Chcesz zobaczyć jakimi
zabawkami bawiły się bogate dzieci sprzed 100 lat, a może
chciałbyś pokazać dziecku żelazko na duszę, albo opowiedzieć o
obróbce metalu? Odpowiedzi na te i wiele innych pytań znajdziesz
odwiedzając Ustrońskie Muzeum im. Jana Jarockiego mieszczące się
w budynku dawnej huty. Koszt niewielki – 5 zł od osoby dorosłej,
a muzeum choć niewielkie zaskakuje swoją różnorodnością. Moje
pociechy (3 i 5 lat) były zachwycone. Dodatkowo muzeum leży na
szlaku zabytków techniki i można się dowiedzieć, gdzie warto
jeszcze pojechać, by zobaczyć coś ciekawego. Obok Muzeum świetny
plac zabawa dla dzieci. Keszyk polecam zdobywać rodzinnie. Otoczenie
muzeum również przykuwa uwagę- na zewnątrz stoją bowiem wielkie
maszyny kuźnicze.
Stronka muzeum :
www.muzeum.ustron.pl
Sam keszyk oczywiście na
zewnątrz budynku. Kordy wskazują na tablicę reklamującą muzeum.

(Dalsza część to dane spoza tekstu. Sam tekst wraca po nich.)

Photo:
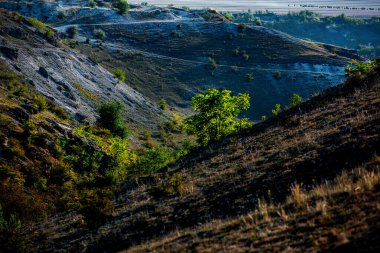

Stojąc przy niej, twarzą do muzeum można zauważyć fragment
obiektu, w którym ukryty jest kesz. Jaki to obiekt? Oto zagadka:
tytuł wiersza Tuwima (dla niewtajemniczonych to po niej spływała
tłusta oliwaKeszyk warto podejmować z dziećmi, bo mogą one
wejść do obiektu, a rodzic może tłumaczyć jakież to elementy
występują w obiekcie i jednocześnie szukać keszyka.
Skrzynka to tzw klipsiak pzyczepiony na magnesach, szukaj tuż powyżej układu
kierowniczego.
Dla pierwszych 3 znalazców odpowiednie certyfikaty w środku.